As the scope of vulnerability disclosures expanded into the 21st century, MITRE introduced a new Common Weakness Enumeration (CWE) standard to document the common root causes (or “weaknesses”) that can contribute to the introduction of vulnerabilities. Each new CVE “maps” to the CWE that most accurately characterizes the vulnerability’s root cause. For example, many CVEs that involve an out-of-bounds write vulnerability can map to CWE-787, whose description reads: “The product writes data past the end, or before the beginning, of the intended buffer.” The computing industry’s adoption of CWE has brought several benefits:

CWE allows MITRE to track the frequency and severity of all vulnerabilities reported for each weakness type.
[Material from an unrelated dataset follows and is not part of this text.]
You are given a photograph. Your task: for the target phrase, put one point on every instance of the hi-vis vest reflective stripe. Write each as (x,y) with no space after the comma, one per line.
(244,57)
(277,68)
For instance, every year MITRE compiles this data to publish a “Top 25 Most Dangerous Software Weaknesses” list (in 2023’s list, out-of-bounds write made #1).
CWE is an information and educational tool. Each CWE entry contains general information about the weakness, including common modes of introduction, best-known mitigations, detection methods, and expository examples.
CWE has influenced the design of many software and hardware analysis tools. For example, CWE forms the organizational structure of many of CodeQL’s software security analysis queries. Academic researchers have also demonstrated that large language models that are trained on CWE entries can find and fix certain security vulnerabilities in hardware specifications.
CWE provides companies and organizations with a common language that can be used to issue CVEs. In other words, a CWE description serves as a kind of template for writing CVE descriptions that map to the CWE.

References

[1] https://www.intel.com/content/www/us/en/developer/articles/technical/software-security-guidance/best-practices/refined-speculative-execution-terminology.html

[2] O. Kirzner and A. Morrison, "An Analysis of Speculative Type Confusion Vulnerabilities in the Wild," in 30th USENIX Security Symposium (USENIX Security 21), 2021.

[3] M. Schwarz, M. Schwarzl, M. Lipp, J. Masters and D. Gruss, "NetSpectre: Read Arbitrary Memory over Network," in ESORICS 2019: 24th European Symposium on Research in Computer Security, Luxembourg, Luxembourg, 2019.